Let $F$ be a compact subset of $\mathbb{R}$. Let $p(x)=a_{n}x^{n} + ... + a_{0}$ be a polynomial. For each $a_{i}$, let $(q^{i}_{k})_{k \in \mathbb{N}}$ be a sequence of rationals such that $q^{i}_{k} \rightarrow a_{i}$. For each $k$, consider the polynomial $p_{k}= q^{n}_{k}x^{n} + ... q^{0}_{k}$. Then $p_{k} \rightarrow p$ in $C(F) = \{ f:F \rightarrow \mathbb{R} | f \text{ is continuous} \}$.
I'm trying to prove that $\forall \epsilon >0$, there is $k_{0} \in \mathbb{N}$ such that $$k > k_{0} \implies d(p_k,p) = sup\{ |p_{k}(x) - p(x)| : x\in F\} < \epsilon$$ We know that, for each $i$ and $\epsilon_{i}$, there is $k_{0}^{i}$ such that $k>k^{i}_{0} \implies |q^{i}_{k}-a{i}| < \epsilon_{i}$. then, $$ |p_{k}(x)-p(x)| = |(q^{0}_{k}-a_{0})+...+(q^{n}_{k}-a_{n})x^{n}| \leq |q^{0}_{k}-a_{0}|+...+|(q^{n}_{k}-a_{n})x^{n}| < \epsilon_{0} +...+\epsilon_{n}|x|^{n}$$
And now $$ d(p_k,p) = sup\{ |p_{k}(x) - p(x)| : x\in F\} \leq \epsilon_{0} +...+\epsilon_{n}|x|^{n} $$
Now I'm stuck trying to get rid of the powers of $|x|$. There's probably something very simple that I'm missing.
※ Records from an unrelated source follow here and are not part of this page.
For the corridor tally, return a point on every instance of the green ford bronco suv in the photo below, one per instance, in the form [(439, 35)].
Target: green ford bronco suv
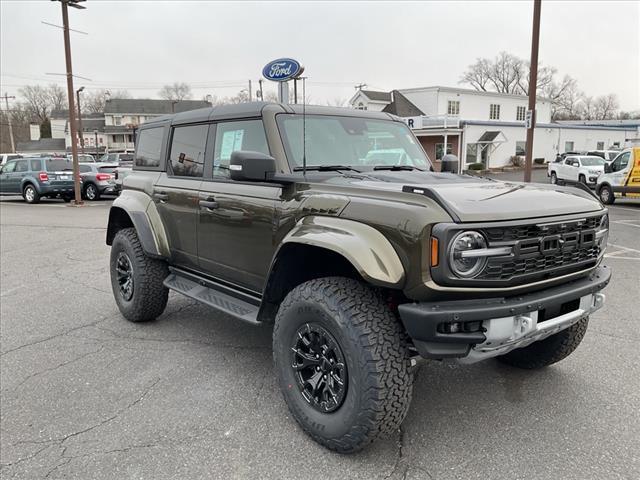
[(331, 224)]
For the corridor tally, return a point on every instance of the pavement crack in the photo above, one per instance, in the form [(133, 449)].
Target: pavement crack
[(63, 364)]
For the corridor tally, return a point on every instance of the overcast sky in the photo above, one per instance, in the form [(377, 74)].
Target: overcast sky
[(217, 46)]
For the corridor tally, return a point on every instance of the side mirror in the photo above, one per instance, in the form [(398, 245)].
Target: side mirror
[(246, 166)]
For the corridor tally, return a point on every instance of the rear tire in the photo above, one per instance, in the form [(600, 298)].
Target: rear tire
[(376, 381), (144, 297), (91, 192), (606, 195), (30, 194), (548, 351)]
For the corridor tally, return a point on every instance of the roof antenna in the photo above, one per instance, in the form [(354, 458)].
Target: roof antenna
[(304, 127)]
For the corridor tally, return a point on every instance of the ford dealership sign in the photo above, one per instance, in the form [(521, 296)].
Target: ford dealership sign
[(282, 70)]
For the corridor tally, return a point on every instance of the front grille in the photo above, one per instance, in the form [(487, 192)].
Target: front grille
[(532, 231), (499, 269)]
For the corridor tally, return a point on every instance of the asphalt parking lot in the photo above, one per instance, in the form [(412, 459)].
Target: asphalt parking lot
[(87, 395)]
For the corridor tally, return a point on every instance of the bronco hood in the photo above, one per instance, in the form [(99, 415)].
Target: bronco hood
[(474, 199)]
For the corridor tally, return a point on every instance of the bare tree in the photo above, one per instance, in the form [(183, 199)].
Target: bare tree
[(605, 107), (477, 75), (176, 91)]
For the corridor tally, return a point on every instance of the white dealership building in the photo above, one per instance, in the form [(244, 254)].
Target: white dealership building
[(489, 127)]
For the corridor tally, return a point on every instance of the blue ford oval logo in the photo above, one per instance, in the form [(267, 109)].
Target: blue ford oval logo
[(281, 70)]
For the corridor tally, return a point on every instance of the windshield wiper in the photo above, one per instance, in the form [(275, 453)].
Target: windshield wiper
[(326, 168), (396, 167)]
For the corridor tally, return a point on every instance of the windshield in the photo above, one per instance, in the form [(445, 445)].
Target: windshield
[(360, 143), (592, 161)]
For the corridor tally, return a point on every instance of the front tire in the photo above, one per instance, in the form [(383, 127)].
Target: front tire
[(342, 363), (606, 195), (136, 279), (30, 194), (548, 351)]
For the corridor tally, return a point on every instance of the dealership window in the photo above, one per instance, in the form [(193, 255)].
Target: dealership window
[(187, 150), (494, 111), (233, 136), (439, 148), (149, 147), (472, 153)]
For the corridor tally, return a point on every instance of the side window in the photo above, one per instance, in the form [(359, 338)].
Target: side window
[(9, 167), (233, 136), (22, 166), (187, 150), (149, 147), (36, 165)]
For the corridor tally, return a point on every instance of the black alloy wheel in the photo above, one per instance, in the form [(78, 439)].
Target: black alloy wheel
[(124, 272), (319, 368)]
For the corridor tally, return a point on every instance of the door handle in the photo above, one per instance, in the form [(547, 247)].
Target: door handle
[(161, 197), (209, 204)]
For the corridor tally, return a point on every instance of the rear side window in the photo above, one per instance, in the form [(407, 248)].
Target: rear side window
[(22, 166), (58, 164), (36, 165), (149, 147), (187, 150), (234, 136)]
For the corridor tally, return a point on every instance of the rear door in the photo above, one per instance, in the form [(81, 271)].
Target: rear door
[(176, 192), (236, 219)]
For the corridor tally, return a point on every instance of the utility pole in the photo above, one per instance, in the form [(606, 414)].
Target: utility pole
[(80, 131), (533, 81), (6, 100), (72, 107)]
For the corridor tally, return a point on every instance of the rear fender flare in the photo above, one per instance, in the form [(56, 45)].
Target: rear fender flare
[(368, 250)]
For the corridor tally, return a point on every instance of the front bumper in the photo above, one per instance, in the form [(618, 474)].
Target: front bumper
[(473, 330)]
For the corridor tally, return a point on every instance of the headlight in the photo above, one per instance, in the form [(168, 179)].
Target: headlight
[(461, 258), (602, 235)]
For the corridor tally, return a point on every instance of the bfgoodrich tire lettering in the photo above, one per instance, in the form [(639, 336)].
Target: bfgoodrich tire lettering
[(148, 298), (379, 380), (548, 351)]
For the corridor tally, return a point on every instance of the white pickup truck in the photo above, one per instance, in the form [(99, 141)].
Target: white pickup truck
[(576, 168)]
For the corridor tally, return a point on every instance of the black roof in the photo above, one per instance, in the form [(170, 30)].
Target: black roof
[(402, 106), (151, 106), (257, 109)]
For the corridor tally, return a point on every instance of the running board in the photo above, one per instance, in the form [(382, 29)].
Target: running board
[(204, 293)]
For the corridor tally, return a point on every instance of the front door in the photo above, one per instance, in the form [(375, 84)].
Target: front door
[(176, 192), (236, 220), (6, 176)]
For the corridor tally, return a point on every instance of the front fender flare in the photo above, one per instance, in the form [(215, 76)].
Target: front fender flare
[(146, 220), (371, 254)]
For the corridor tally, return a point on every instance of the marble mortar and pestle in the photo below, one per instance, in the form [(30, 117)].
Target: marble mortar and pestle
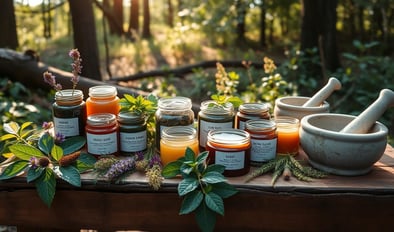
[(299, 106), (343, 144)]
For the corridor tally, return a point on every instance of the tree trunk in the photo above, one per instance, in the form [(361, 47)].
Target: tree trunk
[(85, 38), (9, 36), (146, 25)]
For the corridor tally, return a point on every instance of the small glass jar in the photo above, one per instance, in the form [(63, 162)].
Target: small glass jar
[(132, 132), (213, 116), (102, 99), (174, 111), (230, 148), (248, 111), (175, 140), (288, 135), (263, 138), (102, 134), (69, 113)]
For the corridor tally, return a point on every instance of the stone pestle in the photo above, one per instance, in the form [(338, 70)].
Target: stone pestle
[(363, 122), (323, 93)]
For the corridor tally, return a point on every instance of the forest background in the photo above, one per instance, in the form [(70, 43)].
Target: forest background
[(143, 45)]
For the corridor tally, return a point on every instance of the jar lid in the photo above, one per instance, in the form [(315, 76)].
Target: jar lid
[(102, 91), (101, 119), (175, 103)]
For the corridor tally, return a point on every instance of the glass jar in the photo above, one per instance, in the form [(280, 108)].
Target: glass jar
[(248, 111), (102, 99), (102, 134), (175, 140), (288, 135), (230, 148), (213, 116), (69, 113), (132, 132), (174, 111), (263, 138)]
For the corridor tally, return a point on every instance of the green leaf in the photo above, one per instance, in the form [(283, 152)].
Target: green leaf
[(187, 185), (72, 144), (45, 143), (224, 189), (25, 152), (71, 175), (34, 173), (205, 218), (172, 169), (14, 169), (191, 201), (213, 177), (57, 152), (215, 202), (46, 186)]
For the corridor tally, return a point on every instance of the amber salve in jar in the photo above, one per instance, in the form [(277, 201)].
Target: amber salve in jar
[(230, 148), (175, 140), (102, 134), (288, 135), (102, 99)]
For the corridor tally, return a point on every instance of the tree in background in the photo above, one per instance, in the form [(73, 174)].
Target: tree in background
[(9, 37)]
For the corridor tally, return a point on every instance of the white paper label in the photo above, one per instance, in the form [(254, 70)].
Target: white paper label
[(66, 126)]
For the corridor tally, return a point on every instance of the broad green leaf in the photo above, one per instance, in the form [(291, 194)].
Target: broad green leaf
[(11, 128), (72, 144), (213, 177), (172, 169), (14, 169), (187, 185), (215, 202), (46, 186), (25, 152), (57, 152), (224, 189), (34, 173), (71, 175), (45, 143), (205, 218), (191, 201)]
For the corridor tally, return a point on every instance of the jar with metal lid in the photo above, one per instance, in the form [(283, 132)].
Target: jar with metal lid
[(69, 113), (213, 116), (102, 134), (175, 140), (230, 148), (132, 132), (263, 139), (248, 111), (173, 111), (102, 99)]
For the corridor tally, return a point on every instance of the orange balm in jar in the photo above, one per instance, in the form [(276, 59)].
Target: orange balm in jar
[(288, 135), (174, 141), (102, 99)]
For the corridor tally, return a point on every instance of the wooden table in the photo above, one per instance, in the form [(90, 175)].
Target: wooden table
[(335, 203)]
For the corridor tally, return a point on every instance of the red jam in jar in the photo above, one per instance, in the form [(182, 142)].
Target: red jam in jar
[(102, 134), (230, 148)]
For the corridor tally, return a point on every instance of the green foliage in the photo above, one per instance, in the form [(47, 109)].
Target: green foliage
[(203, 187)]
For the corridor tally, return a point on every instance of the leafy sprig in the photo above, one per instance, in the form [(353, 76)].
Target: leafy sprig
[(203, 187)]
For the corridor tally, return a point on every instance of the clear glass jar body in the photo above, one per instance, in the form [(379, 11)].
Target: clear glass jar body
[(230, 148), (288, 135), (175, 140), (213, 117), (132, 133), (249, 111), (102, 99), (69, 113), (174, 111), (102, 134), (263, 139)]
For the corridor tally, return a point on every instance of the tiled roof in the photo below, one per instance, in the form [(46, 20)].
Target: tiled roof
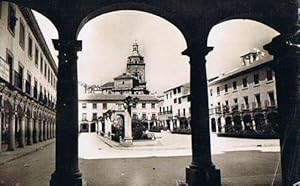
[(124, 76), (112, 97), (107, 85), (243, 69)]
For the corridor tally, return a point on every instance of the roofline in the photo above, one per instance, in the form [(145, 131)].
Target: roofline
[(243, 71), (32, 22)]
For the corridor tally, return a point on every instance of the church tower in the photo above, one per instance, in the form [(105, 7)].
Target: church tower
[(136, 65)]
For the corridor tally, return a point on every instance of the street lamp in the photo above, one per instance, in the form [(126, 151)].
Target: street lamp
[(129, 102)]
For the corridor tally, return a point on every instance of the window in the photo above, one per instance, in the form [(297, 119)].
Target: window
[(95, 116), (9, 59), (11, 22), (246, 100), (36, 58), (0, 9), (234, 86), (235, 100), (179, 89), (104, 105), (218, 91), (256, 79), (257, 97), (29, 46), (22, 35), (271, 98), (134, 116), (245, 82), (41, 64), (269, 75), (45, 70), (83, 116), (152, 105)]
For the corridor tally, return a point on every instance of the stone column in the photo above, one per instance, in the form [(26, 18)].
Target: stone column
[(44, 130), (128, 129), (41, 136), (22, 131), (30, 129), (37, 132), (1, 113), (12, 132), (286, 52), (171, 125), (66, 164), (201, 171)]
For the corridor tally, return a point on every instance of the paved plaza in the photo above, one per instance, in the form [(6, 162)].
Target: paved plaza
[(242, 161)]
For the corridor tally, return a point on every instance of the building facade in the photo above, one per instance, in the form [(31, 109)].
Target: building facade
[(99, 106), (28, 76), (244, 100), (174, 107)]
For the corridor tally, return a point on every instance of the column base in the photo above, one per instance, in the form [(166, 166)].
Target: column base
[(196, 176), (64, 179), (127, 142)]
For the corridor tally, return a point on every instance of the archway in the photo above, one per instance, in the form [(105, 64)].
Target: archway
[(248, 122), (213, 125)]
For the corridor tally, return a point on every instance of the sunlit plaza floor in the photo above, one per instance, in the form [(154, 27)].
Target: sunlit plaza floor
[(92, 147)]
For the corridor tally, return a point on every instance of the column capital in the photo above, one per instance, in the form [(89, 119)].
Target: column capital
[(197, 52), (67, 45)]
Thanks in advance.
To finish this proof, I would first define $M$ to be the upper bound $\max(\{|X|:X \in F\},1)$, guaranteed to exist by the fact that F is compact. you can then select $$\epsilon_0= \epsilon_1 = ... =\epsilon_n= \frac {\epsilon}{nM^n}$$ then $\epsilon_0+\epsilon_1|X|+...\epsilon_n|X|^n \leq \epsilon_0|X|^n+\epsilon_1|X|^n+...\epsilon_n|X|^n \leq \epsilon_0nM^n=\epsilon$